So, after treatment and stuff, Bobby was out working with The Dead so I had free reign to do whatever I wanted and dive into the record full-time if I chose to. I was really driven to do it, and all the guys weren't necessarily available to do it as a Puddleduck record so I just decided to change it up and pretty much make it Mark Karan-driven and that freed me up to do a whole lot of things just very spontaneously.
The album really seems to hang together well even given how many different kinds of tunes and how many different arrangements you've got on there. How did you pick the cover songs like the Randy Newman and Joe Jackson numbers?
It's a little bit random. The Randy Newman tune got picked because I'm always looking for new material. I'm not a particularly prolific songwriter, probably an average of a song every few years. So I'm always looking for other people's material that I like. With the Randy Newman tune, JT just showed up at rehearsal one time--one of our extremely rare rehearsals--and the night before I guess he had stumbled across this Randy Newman tune and it had this really cool string arrangement and he had transcribed the string arrangement into parts that could be played in a rock combo.
Well how cool is that? I'm not a big Randy Newman fan, but that tune always hits home with me. My eyes opened up wide when I saw what the song was; I couldn't wait to hear it. You really nailed it too.
Thank you. He brought that in, and "Fools In Love" was just an old favorite of mine. I was into the whole New Wave thing when it happened. Joe Jackson and Elvis Costello are what got me into it. I had rejected the punk thing till I heard those guys.
Yeah, I love the first three Joe Jackson albums.
Exactly, those are the ones. "Love In Vain" was actually a tune that I did with Delaney [Bramlett] for a film soundtrack that's coming out.
I read about that this morning, it's called Guitar Man, right?
Yeah, it's a movie about a friend of ours. He's a vintage guitar dealer and he's made his bones traveling around the country buying and selling vintage guitars and also brokering them to rock guitarists and stuff; there's a scene in the movie where he's handing a guitar to Paul McCartney. It makes for a pretty interesting story. And through his guitar dealings he's had a lot of connections with other musicians so on this soundtrack he's got me on this one track, he's got Kravitz, he's got Sting, he's got Stevie Wonder, he's got Kenny Wayne Shepherd… it's going to be a pretty interesting record.
Yeah, you wouldn't find all those guys in the same room together just by chance.
Exactly, it's a patchwork quilt. So that's where "Love in Vain" came from. Michael was nice enough to let me use the same track on my own record and with "East Wind," that's a Grateful Dead song, so it's kind of my nod to the community that's supported me for the last eleven years, and my nod to Piggy because Piggy was one of my favorite aspects of the Grateful Dead.
Well I was going to say, when I heard it this morning, I guess I'm a little nostalgic today, but I heard that and I thought "Pigpen's really smiling hearing Mark play this" because you did justice to him and justice to Robert Hunter's song and the way he got that churning at the end of the album.
Well thanks for that.
How lucky do you feel that you were able to work with Delaney Bramlett before he passed on?
Really, really lucky. He was a really, really good friend and I miss him a lot. He and I met around '96 or so, and over the course of the past dozen years or so I've been on most of his demos if not all, and quite a few tracks on his more recently released records. We developed a really close friendship and he was kind of a mentor, because he was one of my heroes growing up as a kid.
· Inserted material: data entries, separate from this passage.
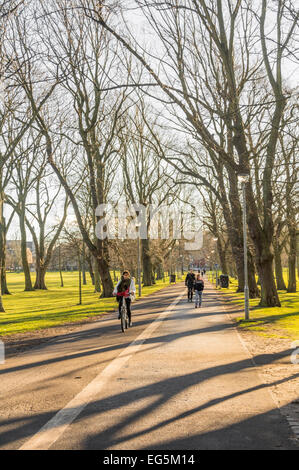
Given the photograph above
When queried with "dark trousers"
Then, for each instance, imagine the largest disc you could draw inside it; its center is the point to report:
(128, 303)
(190, 293)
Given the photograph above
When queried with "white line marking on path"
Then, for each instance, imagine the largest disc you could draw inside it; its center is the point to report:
(54, 428)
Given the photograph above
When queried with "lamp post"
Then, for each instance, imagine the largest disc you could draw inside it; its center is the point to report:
(215, 239)
(243, 178)
(138, 224)
(170, 264)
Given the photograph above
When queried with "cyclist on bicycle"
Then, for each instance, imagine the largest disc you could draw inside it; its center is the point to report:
(125, 288)
(189, 282)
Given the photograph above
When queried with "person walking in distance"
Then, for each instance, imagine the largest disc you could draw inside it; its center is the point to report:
(189, 283)
(199, 286)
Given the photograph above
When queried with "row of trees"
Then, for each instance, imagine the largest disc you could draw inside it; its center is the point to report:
(90, 111)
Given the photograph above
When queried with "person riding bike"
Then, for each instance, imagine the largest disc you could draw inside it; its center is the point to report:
(189, 282)
(199, 286)
(125, 288)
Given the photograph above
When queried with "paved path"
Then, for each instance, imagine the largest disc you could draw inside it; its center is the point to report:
(179, 379)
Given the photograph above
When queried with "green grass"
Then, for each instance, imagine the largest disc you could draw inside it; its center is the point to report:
(277, 322)
(30, 311)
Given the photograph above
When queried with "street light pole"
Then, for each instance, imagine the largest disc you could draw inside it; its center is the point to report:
(244, 178)
(138, 260)
(246, 289)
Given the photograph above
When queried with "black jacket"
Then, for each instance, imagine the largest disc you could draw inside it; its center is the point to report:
(199, 285)
(190, 279)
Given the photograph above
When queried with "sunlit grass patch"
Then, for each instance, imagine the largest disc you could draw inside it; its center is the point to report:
(276, 322)
(30, 311)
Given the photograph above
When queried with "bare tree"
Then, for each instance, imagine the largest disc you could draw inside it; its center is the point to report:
(214, 40)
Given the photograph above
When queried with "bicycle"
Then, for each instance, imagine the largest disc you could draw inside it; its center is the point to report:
(190, 293)
(124, 319)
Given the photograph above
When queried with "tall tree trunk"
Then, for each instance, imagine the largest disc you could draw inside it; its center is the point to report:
(278, 268)
(40, 281)
(146, 262)
(222, 256)
(233, 221)
(4, 288)
(292, 258)
(97, 279)
(28, 283)
(262, 239)
(90, 269)
(160, 272)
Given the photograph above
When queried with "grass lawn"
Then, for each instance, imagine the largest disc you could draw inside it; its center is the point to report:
(276, 322)
(29, 311)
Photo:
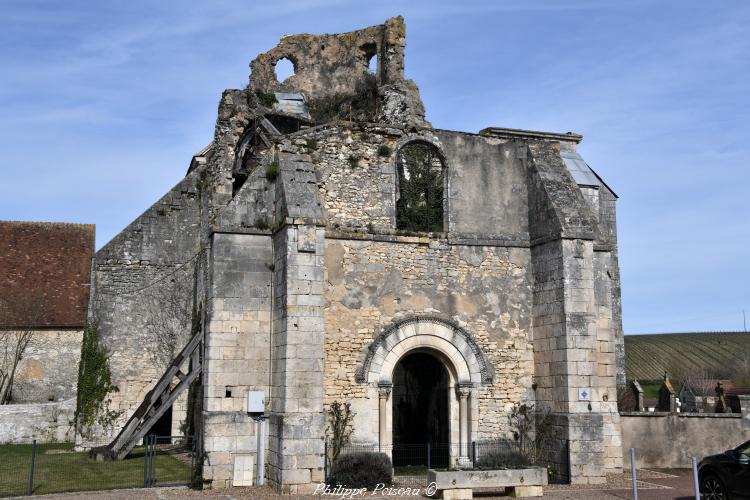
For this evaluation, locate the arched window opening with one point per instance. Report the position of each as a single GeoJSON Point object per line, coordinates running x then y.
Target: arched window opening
{"type": "Point", "coordinates": [421, 182]}
{"type": "Point", "coordinates": [246, 161]}
{"type": "Point", "coordinates": [370, 57]}
{"type": "Point", "coordinates": [284, 69]}
{"type": "Point", "coordinates": [372, 66]}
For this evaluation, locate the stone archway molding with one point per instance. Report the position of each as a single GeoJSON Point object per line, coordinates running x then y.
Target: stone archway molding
{"type": "Point", "coordinates": [429, 332]}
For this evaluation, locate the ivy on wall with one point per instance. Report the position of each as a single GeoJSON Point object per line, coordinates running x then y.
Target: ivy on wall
{"type": "Point", "coordinates": [94, 385]}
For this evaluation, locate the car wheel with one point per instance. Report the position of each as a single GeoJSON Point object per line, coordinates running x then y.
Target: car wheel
{"type": "Point", "coordinates": [713, 488]}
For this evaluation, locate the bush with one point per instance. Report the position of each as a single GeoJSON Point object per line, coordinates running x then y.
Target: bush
{"type": "Point", "coordinates": [362, 469]}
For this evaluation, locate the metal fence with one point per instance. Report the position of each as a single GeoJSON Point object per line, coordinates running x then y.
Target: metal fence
{"type": "Point", "coordinates": [36, 469]}
{"type": "Point", "coordinates": [412, 461]}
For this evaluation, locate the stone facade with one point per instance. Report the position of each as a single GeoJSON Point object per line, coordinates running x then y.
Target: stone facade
{"type": "Point", "coordinates": [283, 241]}
{"type": "Point", "coordinates": [48, 370]}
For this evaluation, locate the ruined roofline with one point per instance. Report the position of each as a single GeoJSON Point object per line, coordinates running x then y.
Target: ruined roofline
{"type": "Point", "coordinates": [511, 133]}
{"type": "Point", "coordinates": [88, 227]}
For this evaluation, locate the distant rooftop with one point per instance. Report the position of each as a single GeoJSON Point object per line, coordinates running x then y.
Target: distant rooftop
{"type": "Point", "coordinates": [45, 271]}
{"type": "Point", "coordinates": [517, 132]}
{"type": "Point", "coordinates": [647, 357]}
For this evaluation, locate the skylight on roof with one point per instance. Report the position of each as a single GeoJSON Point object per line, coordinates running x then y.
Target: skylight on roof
{"type": "Point", "coordinates": [579, 169]}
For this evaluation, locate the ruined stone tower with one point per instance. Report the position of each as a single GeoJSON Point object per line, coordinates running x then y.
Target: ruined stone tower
{"type": "Point", "coordinates": [330, 244]}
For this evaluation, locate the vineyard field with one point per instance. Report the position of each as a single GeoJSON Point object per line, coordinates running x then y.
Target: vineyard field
{"type": "Point", "coordinates": [647, 357]}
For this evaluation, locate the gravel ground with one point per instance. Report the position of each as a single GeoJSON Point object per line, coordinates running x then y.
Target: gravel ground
{"type": "Point", "coordinates": [652, 485]}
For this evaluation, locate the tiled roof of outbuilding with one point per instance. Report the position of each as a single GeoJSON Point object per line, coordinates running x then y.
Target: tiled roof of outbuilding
{"type": "Point", "coordinates": [45, 271]}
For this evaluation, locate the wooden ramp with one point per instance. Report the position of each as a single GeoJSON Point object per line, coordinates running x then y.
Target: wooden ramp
{"type": "Point", "coordinates": [157, 401]}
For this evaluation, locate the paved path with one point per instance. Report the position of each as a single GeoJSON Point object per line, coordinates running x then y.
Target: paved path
{"type": "Point", "coordinates": [678, 485]}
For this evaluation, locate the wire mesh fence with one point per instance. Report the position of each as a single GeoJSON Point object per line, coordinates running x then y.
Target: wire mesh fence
{"type": "Point", "coordinates": [411, 462]}
{"type": "Point", "coordinates": [36, 469]}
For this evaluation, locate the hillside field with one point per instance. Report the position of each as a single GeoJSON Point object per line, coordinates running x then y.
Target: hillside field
{"type": "Point", "coordinates": [715, 354]}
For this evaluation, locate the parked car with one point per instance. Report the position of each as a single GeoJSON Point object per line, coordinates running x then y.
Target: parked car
{"type": "Point", "coordinates": [726, 476]}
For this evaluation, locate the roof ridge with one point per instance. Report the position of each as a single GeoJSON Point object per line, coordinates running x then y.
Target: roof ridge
{"type": "Point", "coordinates": [47, 223]}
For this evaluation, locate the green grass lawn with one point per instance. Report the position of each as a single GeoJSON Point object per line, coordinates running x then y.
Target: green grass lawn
{"type": "Point", "coordinates": [58, 469]}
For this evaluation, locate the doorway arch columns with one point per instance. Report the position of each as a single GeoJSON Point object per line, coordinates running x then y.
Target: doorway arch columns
{"type": "Point", "coordinates": [449, 343]}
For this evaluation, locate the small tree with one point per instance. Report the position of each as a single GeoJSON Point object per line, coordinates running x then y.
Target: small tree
{"type": "Point", "coordinates": [17, 323]}
{"type": "Point", "coordinates": [94, 385]}
{"type": "Point", "coordinates": [340, 416]}
{"type": "Point", "coordinates": [531, 428]}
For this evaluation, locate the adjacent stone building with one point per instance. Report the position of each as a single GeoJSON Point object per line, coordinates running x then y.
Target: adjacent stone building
{"type": "Point", "coordinates": [330, 245]}
{"type": "Point", "coordinates": [45, 274]}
I've become convinced over the last few years that Delaney is one of the unsung heroes of contemporary R&B and rock 'n' roll.
Oh, very much so, he has very little rep. Unfortunately, the man struggled a lot in his life. He had a lot of issues with substance abuse and stuff like that and I don't think it did his career any favors in the long run.
No, it probably didn't. I hope there will come a day when he will get some measure of the recognition he deserves, he did work with so many different people and I've never heard anything that he was involved in that didn't have a lot of soul and a lot of feeling to it.
Absolutely. He even took Dave Mason, who I played with years ago, and, you know, I always liked Dave and his contributions to Traffic and all that just fine. But when he did Alone Together, that record to me was sort of like the crux of the biscuit of his whole career, and it's got Delaney and all the guys in his band on the record! [laughs]
So you've made mention of your health back in 2007 and I don't want to dwell on that, but I want to wish you the best and say how great it is that you were able to get yourself healthy again and get back to work. You must feel your time is more valuable than ever before.
Absolutely. That's got a lot to do with how and why the record got finished. It had been sitting around with the "we'll get to it" kind of philosophy for a while. At the back end of coming through cancer, you know, it's no exaggeration what people say. You come out of the back end of it and you've survived and you say "Jeez! I don't have any idea how much time I get." I used to think I had all the time in the world. I might have all the time in the world, but I might not.